La première partie du voyage s’effectua sur l’antique Route des Nains. Large, régulière, elle s’étendait sous la lumière dorée du printemps, bordée de majestueux arbres plantés là des siècles plus tôt, lorsque les artisans de Durin avaient voulu laisser une trace éternelle de leur savoir-faire. Chaque pavé semblait à sa place, ajusté avec une précision que seuls les Nains pouvaient atteindre.

Bofri marchait à l’avant, le visage illuminé par la beauté du chemin ancestral. Il caressait parfois les pierres du bout des doigts, comme pour communier avec la mémoire de ses ancêtres. Morwen, de son côté, s’émerveillait des plantes comestibles bordant le chemin. Elyrielle s’était rapidement éloignée dans les sous-bois, profitant de la moindre pause pour repérer les champignons les plus rares, tandis qu’Erestor et Turgon gardaient un œil vigilant sur les environs.

Les Premiers Signes du Changement

Après plusieurs kilomètres, ils tombèrent sur une borne naine couverte d’inscriptions. Le savoir d’Erestor permit de déchiffrer quelques indications évoquant des fortifications et un ancien moulin. Soudain, la route parfaite se transforma : les pavés se firent rares, engloutis peu à peu par la végétation luxuriante. La lumière décroissait à mesure qu’ils pénétraient dans les profondeurs de la forêt.

Une deuxième borne confirma qu’ils étaient encore sur le bon chemin. La discipline naine semblait régner jusque dans l’organisation de ces anciennes voies, même enfouies sous la mousse.

La Clairière des Toiles

Après quelques heures d’effort dans un sentier devenu étroit et sinueux, les aventuriers débouchèrent sur une large clairière. Au centre trônait un vieil arbre gigantesque, ses branches épaisses alourdies par des rideaux de toiles d’araignées. L’endroit semblait figé dans le temps.

Soudain, deux silhouettes humaines surgirent des ombres. Torse nu, armés de simples massues, ils s’exprimaient dans un langage proche du commun mais déformé, comme une version corrompue.

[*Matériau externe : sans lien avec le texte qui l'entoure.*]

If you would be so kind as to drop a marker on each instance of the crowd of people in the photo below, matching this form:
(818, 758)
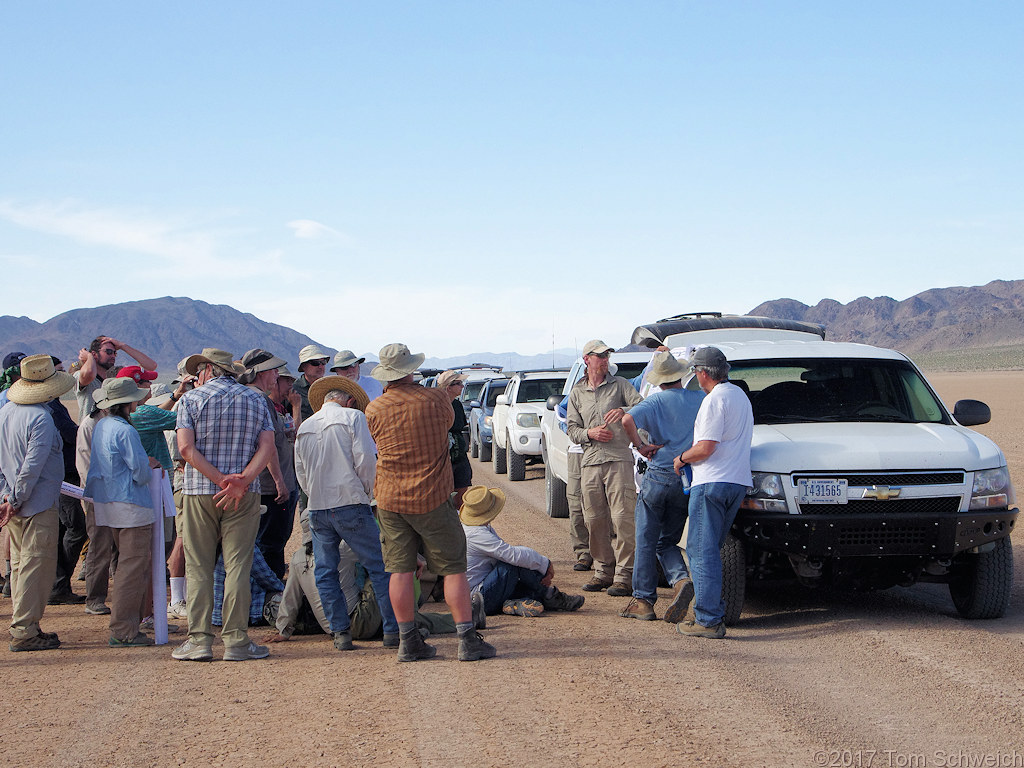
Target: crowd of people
(375, 467)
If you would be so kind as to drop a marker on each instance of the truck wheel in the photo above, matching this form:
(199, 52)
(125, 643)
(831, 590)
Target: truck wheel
(554, 491)
(517, 462)
(981, 584)
(733, 578)
(499, 453)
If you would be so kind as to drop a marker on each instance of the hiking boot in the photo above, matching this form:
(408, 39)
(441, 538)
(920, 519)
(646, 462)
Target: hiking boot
(41, 641)
(66, 598)
(246, 652)
(621, 589)
(637, 608)
(138, 641)
(479, 614)
(584, 562)
(412, 647)
(717, 632)
(558, 600)
(190, 651)
(526, 607)
(596, 585)
(676, 611)
(473, 647)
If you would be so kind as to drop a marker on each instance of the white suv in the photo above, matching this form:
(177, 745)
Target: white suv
(861, 476)
(516, 421)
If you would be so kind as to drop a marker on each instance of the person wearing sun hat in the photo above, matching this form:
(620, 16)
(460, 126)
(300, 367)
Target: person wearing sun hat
(226, 438)
(410, 425)
(336, 464)
(119, 485)
(32, 469)
(513, 580)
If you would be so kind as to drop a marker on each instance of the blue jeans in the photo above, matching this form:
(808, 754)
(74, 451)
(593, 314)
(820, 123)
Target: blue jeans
(713, 508)
(660, 515)
(508, 582)
(353, 523)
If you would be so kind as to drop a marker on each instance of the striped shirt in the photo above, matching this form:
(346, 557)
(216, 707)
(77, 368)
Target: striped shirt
(410, 425)
(227, 419)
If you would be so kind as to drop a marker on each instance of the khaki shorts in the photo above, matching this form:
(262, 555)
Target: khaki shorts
(438, 530)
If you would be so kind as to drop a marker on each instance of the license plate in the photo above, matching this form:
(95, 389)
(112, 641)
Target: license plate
(821, 492)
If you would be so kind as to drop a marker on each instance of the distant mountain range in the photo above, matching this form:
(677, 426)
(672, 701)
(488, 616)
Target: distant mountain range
(935, 324)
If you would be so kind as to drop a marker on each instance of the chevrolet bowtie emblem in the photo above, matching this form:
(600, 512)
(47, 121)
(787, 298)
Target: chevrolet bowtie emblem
(882, 493)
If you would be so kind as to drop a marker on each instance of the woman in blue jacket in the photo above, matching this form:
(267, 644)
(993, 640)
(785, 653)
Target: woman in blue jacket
(119, 486)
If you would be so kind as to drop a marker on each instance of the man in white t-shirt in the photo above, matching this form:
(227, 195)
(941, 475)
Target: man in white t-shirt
(721, 464)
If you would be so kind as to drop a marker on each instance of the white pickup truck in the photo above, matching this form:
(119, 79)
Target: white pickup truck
(516, 421)
(862, 477)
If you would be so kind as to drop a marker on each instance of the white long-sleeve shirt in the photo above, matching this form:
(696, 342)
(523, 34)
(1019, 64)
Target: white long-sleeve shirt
(484, 549)
(335, 458)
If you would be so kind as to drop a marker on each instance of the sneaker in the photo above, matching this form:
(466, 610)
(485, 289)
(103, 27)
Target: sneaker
(526, 607)
(596, 585)
(676, 610)
(473, 647)
(245, 652)
(717, 632)
(637, 608)
(66, 598)
(189, 651)
(558, 600)
(412, 648)
(139, 640)
(479, 614)
(47, 641)
(584, 562)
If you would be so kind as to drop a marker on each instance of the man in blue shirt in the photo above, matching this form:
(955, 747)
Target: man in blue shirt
(668, 417)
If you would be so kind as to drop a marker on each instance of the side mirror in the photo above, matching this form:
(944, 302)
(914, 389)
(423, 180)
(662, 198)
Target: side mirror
(972, 413)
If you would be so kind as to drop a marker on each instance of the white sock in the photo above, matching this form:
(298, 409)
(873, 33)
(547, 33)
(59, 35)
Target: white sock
(177, 590)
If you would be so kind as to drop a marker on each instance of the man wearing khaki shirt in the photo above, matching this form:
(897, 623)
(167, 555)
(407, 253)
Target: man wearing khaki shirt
(597, 403)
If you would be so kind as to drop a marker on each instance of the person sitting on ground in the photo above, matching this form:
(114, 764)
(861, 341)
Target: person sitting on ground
(512, 580)
(119, 485)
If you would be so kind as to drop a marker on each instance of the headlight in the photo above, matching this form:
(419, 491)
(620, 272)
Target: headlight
(992, 488)
(767, 494)
(527, 420)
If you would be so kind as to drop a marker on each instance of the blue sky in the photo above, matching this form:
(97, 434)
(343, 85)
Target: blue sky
(505, 176)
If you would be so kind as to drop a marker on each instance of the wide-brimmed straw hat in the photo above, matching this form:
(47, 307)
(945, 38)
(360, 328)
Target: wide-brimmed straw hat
(396, 363)
(665, 369)
(40, 382)
(480, 505)
(320, 388)
(118, 390)
(345, 358)
(216, 357)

À peine le temps de les observer que d’autres créatures firent leur entrée : d’énormes araignées aux pattes velues s’avançaient lentement.

Sans perdre de temps, Elyrielle décocha une flèche enflammée vers les toiles, propageant rapidement un brasier qui fit reculer les créatures. Un combat chaotique s’engagea. Tandis qu’Erestor et Turgon affrontaient les humanoïdes, Morwen veillait à maintenir les flammes sous contrôle. Les araignées tentèrent une dernière attaque avant d’être consumées par les flammes ou fauchées par les lames des compagnons.

Le Drame de la Rivière

L’affrontement terminé, ils s’installèrent à proximité d’une rivière pour un bivouac bien mérité. Bofri s’en approcha pour se rafraîchir, mais à peine avait-il touché l’eau qu’il fut soudainement pris de convulsions. Son regard devint vide, dément. Dans un cri, il trébucha et chuta dans le courant tumultueux.

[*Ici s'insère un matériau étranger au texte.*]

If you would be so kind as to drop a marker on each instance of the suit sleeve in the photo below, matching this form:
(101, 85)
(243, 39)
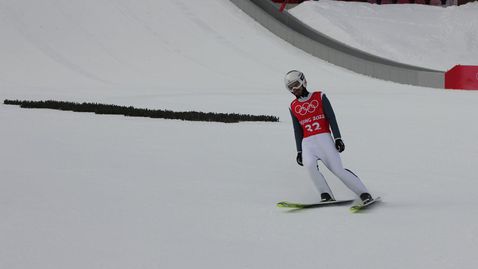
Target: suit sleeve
(330, 115)
(298, 133)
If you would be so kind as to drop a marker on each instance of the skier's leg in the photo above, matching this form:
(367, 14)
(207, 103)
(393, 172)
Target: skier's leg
(310, 163)
(333, 162)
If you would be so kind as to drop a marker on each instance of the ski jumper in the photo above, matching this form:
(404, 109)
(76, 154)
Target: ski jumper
(313, 118)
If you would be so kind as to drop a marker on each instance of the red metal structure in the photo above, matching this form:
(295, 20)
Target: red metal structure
(463, 77)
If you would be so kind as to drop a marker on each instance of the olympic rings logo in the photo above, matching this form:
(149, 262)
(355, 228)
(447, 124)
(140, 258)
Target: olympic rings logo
(307, 108)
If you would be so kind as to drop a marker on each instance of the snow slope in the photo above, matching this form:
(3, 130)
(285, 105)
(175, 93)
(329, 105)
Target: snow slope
(428, 36)
(89, 191)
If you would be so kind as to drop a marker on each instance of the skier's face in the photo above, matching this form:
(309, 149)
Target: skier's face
(297, 91)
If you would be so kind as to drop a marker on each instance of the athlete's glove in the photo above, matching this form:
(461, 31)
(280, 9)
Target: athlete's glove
(339, 145)
(299, 158)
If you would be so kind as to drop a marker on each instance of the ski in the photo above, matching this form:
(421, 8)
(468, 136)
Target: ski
(359, 207)
(285, 204)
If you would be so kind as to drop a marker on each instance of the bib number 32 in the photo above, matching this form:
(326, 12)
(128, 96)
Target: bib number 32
(312, 127)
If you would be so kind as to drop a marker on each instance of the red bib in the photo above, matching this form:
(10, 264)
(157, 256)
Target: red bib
(311, 115)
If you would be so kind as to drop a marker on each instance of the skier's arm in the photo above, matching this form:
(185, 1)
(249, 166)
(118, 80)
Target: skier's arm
(298, 133)
(330, 115)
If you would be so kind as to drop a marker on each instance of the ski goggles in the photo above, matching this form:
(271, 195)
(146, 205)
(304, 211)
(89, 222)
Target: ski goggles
(294, 85)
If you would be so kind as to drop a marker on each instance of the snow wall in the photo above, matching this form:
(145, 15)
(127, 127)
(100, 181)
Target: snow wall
(311, 41)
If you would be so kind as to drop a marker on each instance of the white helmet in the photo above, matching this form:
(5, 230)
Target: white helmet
(294, 79)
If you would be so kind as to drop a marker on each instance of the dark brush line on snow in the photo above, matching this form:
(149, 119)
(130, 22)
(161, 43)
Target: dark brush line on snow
(142, 112)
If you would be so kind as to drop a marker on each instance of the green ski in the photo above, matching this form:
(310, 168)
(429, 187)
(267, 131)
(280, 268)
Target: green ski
(358, 207)
(285, 204)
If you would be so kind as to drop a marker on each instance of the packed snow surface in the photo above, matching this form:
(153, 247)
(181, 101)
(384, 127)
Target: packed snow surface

Erestor et Turgon se précipitèrent, mais les rives, traîtres et glissantes, ne leur offrirent aucune prise. Bofri disparut en aval, emporté par les eaux sombres de la forêt. Le groupe resta un moment figé, impuissant.

La Rencontre des Orofalë

Décidant de ne pas abandonner l’espoir, ils cherchèrent un nouveau campement. C’est lors de cette reconnaissance que Turgon aperçut au loin un groupe d’individus. Silencieux comme l’ombre, il tenta une approche discrète, mais fut rapidement repéré.

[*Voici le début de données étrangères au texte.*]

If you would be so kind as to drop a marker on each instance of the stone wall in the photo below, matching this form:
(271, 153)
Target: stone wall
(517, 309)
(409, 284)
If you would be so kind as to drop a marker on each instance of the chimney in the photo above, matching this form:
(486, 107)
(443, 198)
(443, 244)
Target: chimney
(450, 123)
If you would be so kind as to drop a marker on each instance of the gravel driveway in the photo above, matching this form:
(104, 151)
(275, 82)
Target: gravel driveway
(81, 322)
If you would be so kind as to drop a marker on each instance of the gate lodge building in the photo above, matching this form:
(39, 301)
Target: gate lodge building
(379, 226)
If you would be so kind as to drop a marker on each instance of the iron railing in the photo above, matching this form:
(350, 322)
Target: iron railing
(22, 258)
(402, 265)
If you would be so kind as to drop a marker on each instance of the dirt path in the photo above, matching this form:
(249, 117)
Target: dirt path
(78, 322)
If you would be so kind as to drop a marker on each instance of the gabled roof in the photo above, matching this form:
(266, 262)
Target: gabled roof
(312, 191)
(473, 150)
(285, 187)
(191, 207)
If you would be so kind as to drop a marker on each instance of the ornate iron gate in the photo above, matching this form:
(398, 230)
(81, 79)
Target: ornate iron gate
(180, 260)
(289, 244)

Un elfe élégant s’avança calmement vers lui. « Vous n’étiez pas invisible, humain. »

L’elfe se présenta comme un membre d’une patrouille orofalë, des chasseurs errants qui arpentaient les confins de la forêt pour traquer les créatures de l’Ombre. Ils venaient tout juste d’éliminer un loup géant qui terrorisait la région. L’elfe invita le groupe à passer la nuit sous leur protection.

Autour du feu elfique, les cœurs étaient lourds, mais l’hospitalité des orofalë apporta un réconfort inattendu. Leurs chants anciens résonnaient dans les frondaisons, contrastant avec l’angoisse de la perte de Bofri.

Au matin, l’Espoir fragile

La lueur de l’aube filtrait à travers les feuillages lorsque les compagnons reprirent leur route. L’inquiétude pour Bofri restait vive, mais la mission du bâton des Gardiens n’était pas encore achevée. Ce moulin fortifié perdu au cœur de la forêt les attendait toujours.

La Forêt Noire, impénétrable et pleine de secrets, n’avait pas encore dit son dernier mot.